A question of IT Support

  SDJ 02:36 24 Jan 06
Locked

I have just finished up with a research project into IT failures and contingency plans. One area that came back with mixed results was that of IT support in small businesses.

I wonder if the good people of this forum would share their experiences in this. My main questions are how many businesses of 50 employees or less have a designated IT employee or have a formal contract with a support company or both?

my research showed that many professional businesses failed to utilize such a hierarchy and in some cases relied on staff, many of those where employed for other means.

I would be grateful for any comments on this.

  silverous 08:51 24 Jan 06

..I think you will need to categorise companies more than just '50 employees or less'.

We have only 40 employees yet being a company in the financial sector, with systems classified as 'complex' by our auditors, we necessitate an IT Support infrastructure and by being regulated are expected (and see the need for) extensive Disaster Recovery/Business Continity plans which are regularly tested.

I suggest that you add to your criteria: i) Complexity of systems required and ii) Regulatory Status

I'm not suggesting people only have contingency plans if they are regulated but it certainly encourages people to if the FSA are asking to see it, you could read the 2nd criteria another way as companies who need contingency plans perhaps more than others because their business relies on their systems. A small plumbing firm might be able to start up the next day after a disaster with no IT systems. A small Stockbroker might well not.

  wiz-king 12:36 24 Jan 06

I work for a small business of about 50 employees and we have a complex network that covers two main sites about twenty miles apart and also several persons who work from home. We have a outside company for network support and as we use specialist software we have the support for that arranged with the supplier, all the PCs and servers have manufactures next day support.
We lasted several years with only software support and hardware was fixed by me but the new network is beyond my computer skills! We have a network with two servers -one on each site- so that if one fails the other takes over, all work is backed up to a another hard drive every four hours and to tape off site once a day.The software supplier also has a copy of our data-base that is kept upto date once a day.
Being on two sites has forced us to have a duplicate system, even before computers we used to transfer info by fax and a daily van trip with paperwork!

  spuds 14:03 24 Jan 06

Depending on the company and its products, I would agree with your findings, that reliance of local available staff is still much the normal way. A friend of mine owns a company that employs 48 staff with use of 19 computers for design work.Most of his requirements of setting-up and maintenance, are undertaken by himself and a couple of lads from the shop floor.

He did bring in a consutancy firm last year, but due to expense and wrong information, he returned back to the old methods.

  SDJ 23:30 24 Jan 06

Some very good points and some familiar ones too!
The research was specifically for businesses with 50 employees or less (a requirement).

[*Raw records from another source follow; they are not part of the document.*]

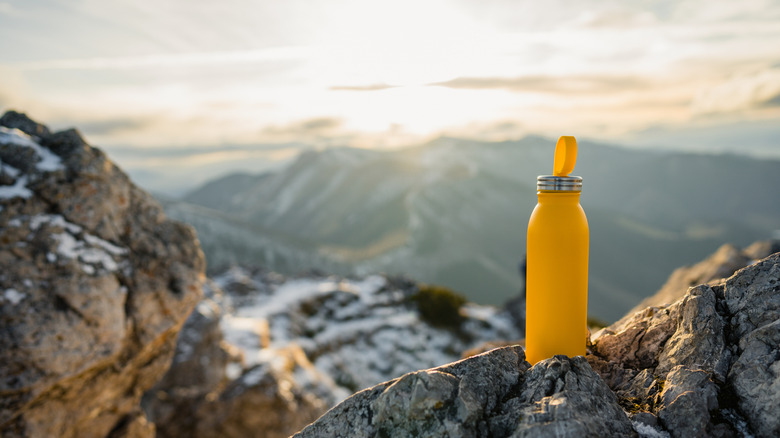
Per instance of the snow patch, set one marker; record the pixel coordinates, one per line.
(13, 296)
(358, 331)
(647, 431)
(47, 160)
(54, 220)
(19, 189)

I am interested in the FSA regs, something that was not covered by my research.

Thanks all.

  SDJ 23:45 24 Jan 06

One of the firms surveyed was an Accountants, they failed to mention any regulations imposed by the FSA. Could you possible point me in the direction of some information on said regulations?

Thanks

  De Marcus™ 23:48 24 Jan 06
  Sir Radfordin 23:49 24 Jan 06

I have done some ad-hoc work for some small businesses (2/3 people) mostly in the automotive trade. The logic of these people has nearly always been if it doesn't make me money I won't spend money on it. It is very hard for them to spend a couple of hundred pounds getting very good backup systems in place when they have never seen the need for it, or think they will benefit from it. The nature of these businesses has been that stock is nearly always bought using a bank loan and so there isn't money for anything else.

The other issue that has faced small companies I've worked with is that they've got so far using an ad-hoc system/network but the next step will cost significantly more and it is very hard to justify in their minds the cost/benefits.

No doubt (in my mind at least!) one reason why people don't put a formal agreement in place for IT Support is because they don't know enough to make a good decision or know where to get independent advice. In the same way you or I have to decide which plumber/mechanic/builder to use a small business has to do the same for it's IT support.

I guess there are a signifcant number of small businesses run by people who aren't of the 'IT generation' and so don't even think about the risks that go with not having backups etc. There needs to be a whole change in culture and perception before that one will be addressed.